The beat divided into fourths, each one a complete miniature of the phrase of the polyrhythm. I heard Koh’s counter click resolutely on the board. Eye on the ball, I thought. I looked down at the move. It felt like my boulder-sized head would roll down and crash through the board. She’d moved the sapphire again, back to where it had been in terms of days, but according to the hotun-count she was already at 10 Alligator, 20 Jaguar, 14.8.4.56. AD 2002. I started to wipe a too-tickly tear from under my non-eye, the hell with my regal fucking bearing, but it felt like my hand was in a plutonium boxing glove. What if I got too much of the tzam lic? It was good for playing a thousand moves ahead, and for Koh and I to communicate wordlessly with each other and everything, but I knew from experience that the hangover could be a bear. How’d I gotten this much out of a few puffs on a funny cigar? It must be some new recipe. Did Nurse Feelgood really know what she was doing? She might be able to sprinkle Agent Orange on her Shredded Ralstons, but the rest of us Squelch that thought. Don’t worry. At least I now knew what the big deal was about this stuff. Bet if I live I’ll sleep for at least a week. Below us Porcupine had gotten back on the mul again and was teetering along the fifth step, holding a shrunken Dzonotob trophy head-which he must have yanked off somebody’s court dress-in front of his own white and black-masked face and working the mouth up and down.

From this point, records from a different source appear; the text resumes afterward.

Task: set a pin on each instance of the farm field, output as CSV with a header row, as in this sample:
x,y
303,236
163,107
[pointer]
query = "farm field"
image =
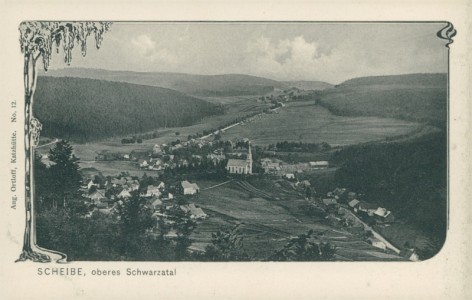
x,y
240,106
307,122
270,216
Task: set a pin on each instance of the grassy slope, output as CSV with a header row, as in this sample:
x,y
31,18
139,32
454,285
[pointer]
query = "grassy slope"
x,y
199,85
307,122
414,97
268,223
85,109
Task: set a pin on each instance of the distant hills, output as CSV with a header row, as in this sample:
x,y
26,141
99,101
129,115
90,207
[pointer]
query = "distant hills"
x,y
196,85
85,109
309,85
414,97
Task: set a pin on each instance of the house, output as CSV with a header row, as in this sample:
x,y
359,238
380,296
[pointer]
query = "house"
x,y
290,176
189,188
357,230
161,185
384,215
319,164
90,184
156,150
118,182
133,185
329,201
152,191
304,183
97,196
238,166
167,196
241,166
353,204
368,208
124,194
156,204
377,243
196,212
409,254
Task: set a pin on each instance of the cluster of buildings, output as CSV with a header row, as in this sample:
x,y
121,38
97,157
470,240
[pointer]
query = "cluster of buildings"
x,y
278,167
367,210
240,160
106,197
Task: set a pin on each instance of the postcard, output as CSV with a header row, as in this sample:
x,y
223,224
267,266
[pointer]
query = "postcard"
x,y
235,157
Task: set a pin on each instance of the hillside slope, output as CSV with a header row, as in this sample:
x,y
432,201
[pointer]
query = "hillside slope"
x,y
197,85
84,109
309,85
414,97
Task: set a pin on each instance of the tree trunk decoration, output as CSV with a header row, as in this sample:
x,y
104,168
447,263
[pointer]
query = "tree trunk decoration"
x,y
36,40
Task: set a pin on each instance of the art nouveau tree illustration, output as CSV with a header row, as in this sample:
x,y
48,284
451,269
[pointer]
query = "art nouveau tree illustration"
x,y
37,40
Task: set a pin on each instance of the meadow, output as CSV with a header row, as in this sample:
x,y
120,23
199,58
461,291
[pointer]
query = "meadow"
x,y
310,123
269,222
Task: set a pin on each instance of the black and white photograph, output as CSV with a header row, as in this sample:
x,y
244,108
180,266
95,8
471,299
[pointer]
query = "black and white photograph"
x,y
233,157
237,141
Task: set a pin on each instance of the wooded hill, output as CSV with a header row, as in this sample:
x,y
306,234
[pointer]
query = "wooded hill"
x,y
85,109
414,97
191,84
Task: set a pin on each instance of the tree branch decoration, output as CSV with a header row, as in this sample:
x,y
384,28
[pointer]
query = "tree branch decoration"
x,y
37,40
447,33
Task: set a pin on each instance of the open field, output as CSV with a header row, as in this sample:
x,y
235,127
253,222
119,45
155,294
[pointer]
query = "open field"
x,y
307,122
240,106
270,216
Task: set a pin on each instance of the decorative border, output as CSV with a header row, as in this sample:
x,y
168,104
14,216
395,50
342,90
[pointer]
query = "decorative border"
x,y
36,40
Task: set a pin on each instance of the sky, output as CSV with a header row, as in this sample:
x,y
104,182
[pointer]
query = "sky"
x,y
331,52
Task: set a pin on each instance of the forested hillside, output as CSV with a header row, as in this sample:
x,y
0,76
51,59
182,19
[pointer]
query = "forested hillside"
x,y
414,97
84,109
191,84
409,178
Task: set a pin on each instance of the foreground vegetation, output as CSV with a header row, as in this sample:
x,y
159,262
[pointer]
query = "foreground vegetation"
x,y
416,97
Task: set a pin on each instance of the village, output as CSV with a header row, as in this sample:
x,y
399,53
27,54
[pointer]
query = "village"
x,y
178,161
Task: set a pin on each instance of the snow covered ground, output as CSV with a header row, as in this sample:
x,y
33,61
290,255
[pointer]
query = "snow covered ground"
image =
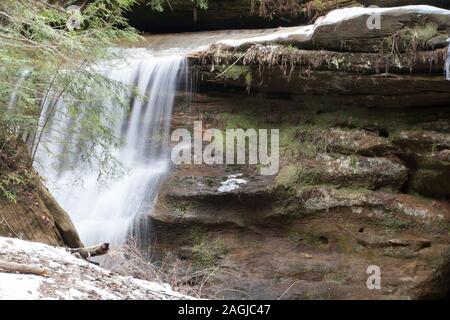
x,y
67,277
333,17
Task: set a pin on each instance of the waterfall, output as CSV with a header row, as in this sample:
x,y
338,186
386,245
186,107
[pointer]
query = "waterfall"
x,y
447,61
109,213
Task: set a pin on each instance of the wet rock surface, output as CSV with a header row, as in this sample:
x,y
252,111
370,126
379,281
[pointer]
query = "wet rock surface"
x,y
363,173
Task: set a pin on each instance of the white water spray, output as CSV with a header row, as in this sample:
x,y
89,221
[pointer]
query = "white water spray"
x,y
447,61
108,213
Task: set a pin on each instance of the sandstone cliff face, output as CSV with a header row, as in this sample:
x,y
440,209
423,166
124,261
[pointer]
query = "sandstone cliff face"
x,y
27,210
363,169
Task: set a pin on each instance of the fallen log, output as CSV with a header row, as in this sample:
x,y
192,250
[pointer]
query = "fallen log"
x,y
13,267
92,251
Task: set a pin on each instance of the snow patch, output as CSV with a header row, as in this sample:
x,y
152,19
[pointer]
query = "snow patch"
x,y
68,277
19,286
333,17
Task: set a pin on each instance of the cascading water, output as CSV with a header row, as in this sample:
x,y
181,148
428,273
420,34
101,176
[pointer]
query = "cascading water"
x,y
109,213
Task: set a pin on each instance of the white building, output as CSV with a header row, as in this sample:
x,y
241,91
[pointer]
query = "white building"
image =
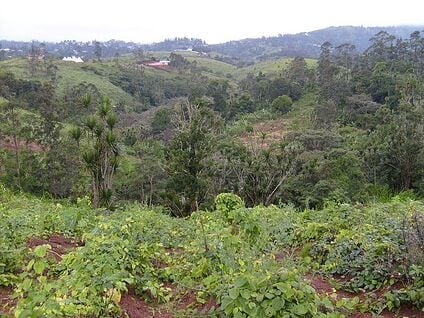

“Help help, help help!” he ventriloquized. “How did my body ever grow so big?” He forced his right thumb in through the neck and wagged it through the mouth like a tongue. His left hand pretended to turn the reluctant head around, pulled it down to his crotch, and forced it into sucking motions. He howled. He’d gotten two other fingers of his right hand up behind the shell eyeballs and pushed them out from inside, making them bounce bug-eyed. Meanwhile his left hand had found a bowl of white atole and as he pretended to come he shrieked, blasted the gruel up over himself in a milky shower, pushed the head away, and shook himself off like a dog.

Charming, I thought. Japanese game-show humor. Next vee have zee socolate-mousse wrestlink “Six sproutings, fourteen witherings,” Koh said.

She was at August 12, 2005.

“Next fifteen rainings, eighteen crackings; next,

Six sparkings, twenty-seven darkenings.”

The beat divided again into sixteenths-about the length of a p’ip’il, an eyeblink-and the branches of possibility spread out at such a steep curve that they almost headed into reverse, like the umbrella profile of a ceiba tree with branches that curve out almost to the horizontal, but never quite droop. I could see there was some equation there. If only I had room to write it down in the margin of my brain, I thought. My fingers were aching from setting and resetting the seeds, but it didn’t affect the performance of my autopiloted hands. Koh moved her sapphire right through the equivalent of 2007 and out toward the rim. I thrashed along after her. She was down to two quarries. The sun and moon and the two Venuses flashed their ellipses over the board, and it churned underneath them motokaleidoscopically like heaps of floating rhinestones going down a drain, although really I could have been either seeing it or just imagining it. The catchers closed in on the last runner. Koh came to the threshold at 2012.